In June 1967, the murder of a student by the police during the protest actions during the visit of the Iranian Shah Pahlavi to Germany led to the sudden rise of the student movement and took on new forms.

In Berlin on November 4 the most violent demonstration of 1968 took place. In the confrontation between the students and workers and the police, 130 police officers and 21 students were injured.

• the United Kingdom

It started with protest actions against the presence of the USA in Vietnam at the end of the year 1965. These actions, which facilitated the gathering of students in masses and started to create a tradition, later formed the basis of the demonstrations held to protest the university’s problems.

• Italy

Students who wanted the democratization of universities occupied the universities in five big cities.

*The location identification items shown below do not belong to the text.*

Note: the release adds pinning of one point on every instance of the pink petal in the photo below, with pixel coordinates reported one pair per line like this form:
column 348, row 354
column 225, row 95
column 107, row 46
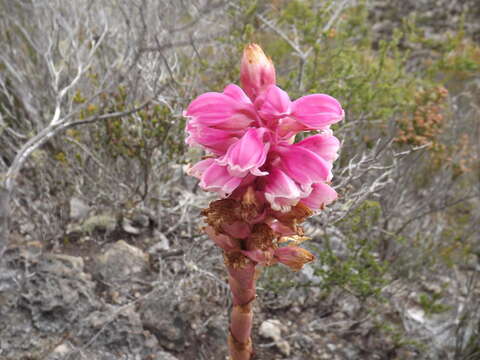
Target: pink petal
column 275, row 104
column 217, row 178
column 288, row 127
column 281, row 191
column 199, row 168
column 325, row 145
column 317, row 111
column 236, row 93
column 246, row 155
column 303, row 165
column 215, row 140
column 321, row 195
column 221, row 111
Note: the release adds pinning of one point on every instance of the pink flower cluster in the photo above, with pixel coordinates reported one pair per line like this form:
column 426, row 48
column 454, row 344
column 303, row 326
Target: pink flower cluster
column 250, row 134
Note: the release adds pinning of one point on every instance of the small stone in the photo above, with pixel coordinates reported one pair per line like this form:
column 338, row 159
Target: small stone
column 161, row 245
column 128, row 227
column 78, row 209
column 271, row 329
column 284, row 347
column 120, row 262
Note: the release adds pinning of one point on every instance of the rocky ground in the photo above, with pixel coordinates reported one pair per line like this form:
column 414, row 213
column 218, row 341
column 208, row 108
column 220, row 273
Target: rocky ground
column 147, row 285
column 119, row 288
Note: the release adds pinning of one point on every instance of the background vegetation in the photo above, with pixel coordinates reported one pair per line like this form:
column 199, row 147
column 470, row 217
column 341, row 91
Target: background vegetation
column 91, row 101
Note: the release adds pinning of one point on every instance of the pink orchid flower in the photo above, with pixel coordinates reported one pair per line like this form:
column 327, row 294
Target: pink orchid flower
column 269, row 182
column 256, row 139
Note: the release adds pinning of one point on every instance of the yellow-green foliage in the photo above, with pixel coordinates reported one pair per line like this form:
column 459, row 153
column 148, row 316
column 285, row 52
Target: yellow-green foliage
column 358, row 270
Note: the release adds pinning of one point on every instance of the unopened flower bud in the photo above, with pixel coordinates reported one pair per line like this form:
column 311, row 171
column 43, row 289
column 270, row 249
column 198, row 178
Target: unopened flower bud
column 293, row 256
column 256, row 71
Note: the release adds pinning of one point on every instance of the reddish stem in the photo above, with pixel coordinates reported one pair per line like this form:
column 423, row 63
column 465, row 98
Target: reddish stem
column 242, row 284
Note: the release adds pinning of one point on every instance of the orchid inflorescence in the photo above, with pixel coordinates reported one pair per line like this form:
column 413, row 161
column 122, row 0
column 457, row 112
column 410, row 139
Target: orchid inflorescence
column 268, row 183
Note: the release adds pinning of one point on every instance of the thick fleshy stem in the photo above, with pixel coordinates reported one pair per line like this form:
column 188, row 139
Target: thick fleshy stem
column 243, row 228
column 241, row 278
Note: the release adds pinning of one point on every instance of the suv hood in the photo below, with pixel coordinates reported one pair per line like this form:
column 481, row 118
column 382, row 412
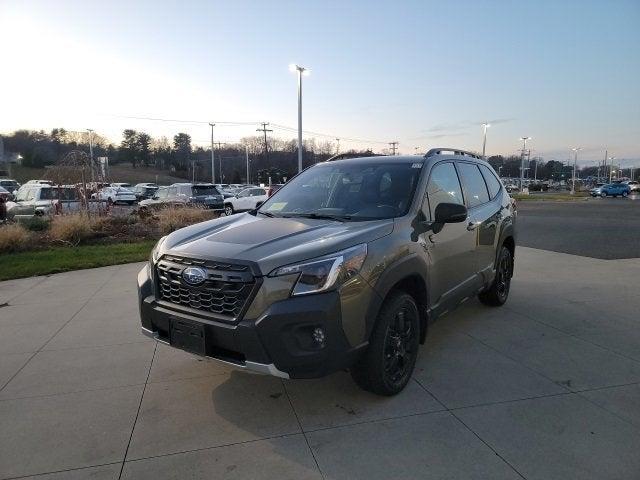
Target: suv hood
column 271, row 242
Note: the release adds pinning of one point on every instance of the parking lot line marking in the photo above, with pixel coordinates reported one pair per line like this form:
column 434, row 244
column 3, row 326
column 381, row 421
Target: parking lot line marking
column 135, row 420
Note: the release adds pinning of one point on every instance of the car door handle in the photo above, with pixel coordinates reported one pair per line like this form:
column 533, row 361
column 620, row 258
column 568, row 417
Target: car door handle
column 472, row 225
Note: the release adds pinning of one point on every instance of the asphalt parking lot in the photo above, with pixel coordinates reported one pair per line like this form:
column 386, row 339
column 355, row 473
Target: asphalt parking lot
column 546, row 387
column 607, row 228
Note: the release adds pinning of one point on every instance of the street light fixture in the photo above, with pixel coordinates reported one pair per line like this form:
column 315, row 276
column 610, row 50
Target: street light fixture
column 484, row 138
column 300, row 71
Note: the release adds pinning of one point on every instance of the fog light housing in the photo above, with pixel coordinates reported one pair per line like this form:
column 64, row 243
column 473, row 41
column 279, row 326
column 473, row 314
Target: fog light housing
column 318, row 336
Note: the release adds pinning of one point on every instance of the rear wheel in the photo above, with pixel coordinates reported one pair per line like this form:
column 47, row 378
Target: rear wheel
column 387, row 365
column 497, row 294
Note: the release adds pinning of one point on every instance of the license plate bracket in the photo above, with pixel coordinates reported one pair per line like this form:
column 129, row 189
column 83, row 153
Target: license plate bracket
column 187, row 336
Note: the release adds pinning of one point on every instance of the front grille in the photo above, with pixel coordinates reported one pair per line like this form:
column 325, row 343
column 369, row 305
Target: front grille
column 225, row 293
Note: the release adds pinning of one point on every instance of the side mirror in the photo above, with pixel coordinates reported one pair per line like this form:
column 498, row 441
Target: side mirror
column 450, row 213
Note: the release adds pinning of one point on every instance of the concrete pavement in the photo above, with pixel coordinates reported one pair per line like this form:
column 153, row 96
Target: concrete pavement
column 546, row 387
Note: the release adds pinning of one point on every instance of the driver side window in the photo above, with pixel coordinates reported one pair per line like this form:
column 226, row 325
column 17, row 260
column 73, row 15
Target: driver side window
column 443, row 187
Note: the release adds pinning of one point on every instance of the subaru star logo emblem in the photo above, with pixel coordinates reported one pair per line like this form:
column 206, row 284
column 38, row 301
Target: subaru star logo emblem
column 194, row 275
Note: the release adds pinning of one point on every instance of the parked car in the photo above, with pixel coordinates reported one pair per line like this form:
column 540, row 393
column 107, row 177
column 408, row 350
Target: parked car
column 144, row 191
column 341, row 269
column 273, row 188
column 5, row 195
column 634, row 186
column 9, row 184
column 114, row 195
column 203, row 194
column 41, row 199
column 39, row 182
column 247, row 199
column 614, row 189
column 596, row 190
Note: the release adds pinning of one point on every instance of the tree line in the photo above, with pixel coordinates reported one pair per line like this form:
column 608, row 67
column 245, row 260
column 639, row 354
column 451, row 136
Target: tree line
column 141, row 150
column 179, row 155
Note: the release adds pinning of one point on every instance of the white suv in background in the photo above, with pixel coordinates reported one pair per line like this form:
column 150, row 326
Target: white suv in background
column 247, row 199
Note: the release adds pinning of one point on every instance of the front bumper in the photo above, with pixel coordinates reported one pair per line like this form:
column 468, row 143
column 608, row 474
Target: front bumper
column 277, row 341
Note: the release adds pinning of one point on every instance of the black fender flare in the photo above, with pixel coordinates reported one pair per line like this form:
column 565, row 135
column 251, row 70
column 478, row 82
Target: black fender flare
column 507, row 231
column 408, row 267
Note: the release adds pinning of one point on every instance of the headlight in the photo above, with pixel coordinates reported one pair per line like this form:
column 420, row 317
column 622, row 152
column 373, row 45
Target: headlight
column 326, row 272
column 155, row 253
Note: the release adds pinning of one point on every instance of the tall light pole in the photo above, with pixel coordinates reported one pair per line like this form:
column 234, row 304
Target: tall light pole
column 246, row 152
column 90, row 130
column 213, row 156
column 575, row 163
column 524, row 149
column 301, row 71
column 484, row 138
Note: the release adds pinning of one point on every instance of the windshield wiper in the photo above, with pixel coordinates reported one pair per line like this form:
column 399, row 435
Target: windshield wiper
column 320, row 216
column 266, row 214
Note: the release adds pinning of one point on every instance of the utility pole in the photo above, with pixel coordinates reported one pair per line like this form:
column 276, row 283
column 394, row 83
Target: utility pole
column 246, row 152
column 264, row 130
column 575, row 163
column 484, row 139
column 524, row 149
column 611, row 168
column 219, row 157
column 91, row 151
column 213, row 157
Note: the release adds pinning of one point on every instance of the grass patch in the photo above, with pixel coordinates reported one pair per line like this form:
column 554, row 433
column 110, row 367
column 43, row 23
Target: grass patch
column 555, row 197
column 64, row 259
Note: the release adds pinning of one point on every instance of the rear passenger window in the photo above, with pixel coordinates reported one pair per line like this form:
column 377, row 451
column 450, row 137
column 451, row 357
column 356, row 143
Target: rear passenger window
column 443, row 187
column 475, row 190
column 493, row 184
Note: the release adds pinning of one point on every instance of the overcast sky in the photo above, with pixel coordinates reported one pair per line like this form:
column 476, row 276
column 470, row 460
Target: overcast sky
column 566, row 73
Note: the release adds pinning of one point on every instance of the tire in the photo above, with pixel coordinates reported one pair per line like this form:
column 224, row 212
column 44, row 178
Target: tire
column 496, row 295
column 386, row 366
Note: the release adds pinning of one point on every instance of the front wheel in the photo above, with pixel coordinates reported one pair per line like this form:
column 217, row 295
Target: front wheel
column 386, row 367
column 497, row 294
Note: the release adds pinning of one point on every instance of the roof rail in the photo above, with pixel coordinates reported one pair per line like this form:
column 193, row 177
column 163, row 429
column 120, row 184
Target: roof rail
column 345, row 155
column 454, row 151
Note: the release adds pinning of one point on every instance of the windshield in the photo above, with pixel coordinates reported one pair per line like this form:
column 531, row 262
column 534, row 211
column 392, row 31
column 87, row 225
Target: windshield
column 56, row 193
column 349, row 191
column 205, row 190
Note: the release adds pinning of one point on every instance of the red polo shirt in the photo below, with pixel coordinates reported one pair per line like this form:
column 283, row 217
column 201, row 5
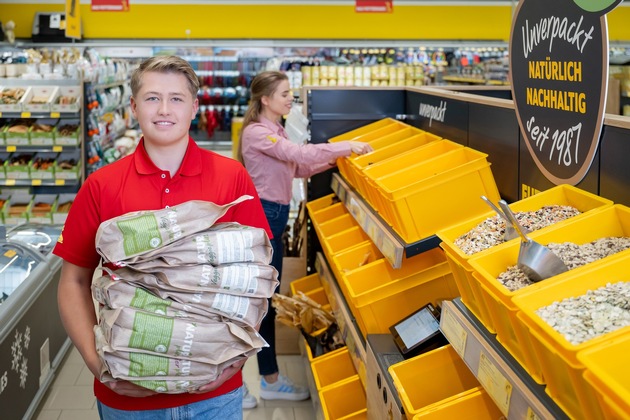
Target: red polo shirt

At the beginning of 1968, police broke through the invasions using violence. He emptied the “liberated universities”. However, the actions continued in the form of partial occupations and boycotts.

Conclusion 

Now we have learnt ‘What Was The Main Reason For Student Protests During the 1960s And 70s?’, The main reason for the protests was that students stuck in political crises wanted a life free from imposed ideas of the society. Protests between the 60s and 70s took over the world under the ideas of peace, free speech, and better social standing. It started the era of a new rising left and many new ideas. The students learned what they can do and shake governments when they unite.

Frequently Asked Questions

  1. What were the main factors of student movements in the 60s?

The resistance of Vietnam, secularization, environmentalism, racism, and universities free from political abuse.

  1. What do students demand with these protests?

The students demanded the establishment of new world order, in which there would be no wars, no religion, language and race discrimination, no economic exploitation order, and peace and tranquility, with the rebellion they started against these existing systems in the world.

  1. What happening led to the protests?

With the entry of the USA into Vietnam, the rising opposition to war combined with the dissatisfaction of the society in the education system and many social areas, and protests began.

  1. Did the students succeed?

These protests, which found response in some countries, did not end with the same success everywhere.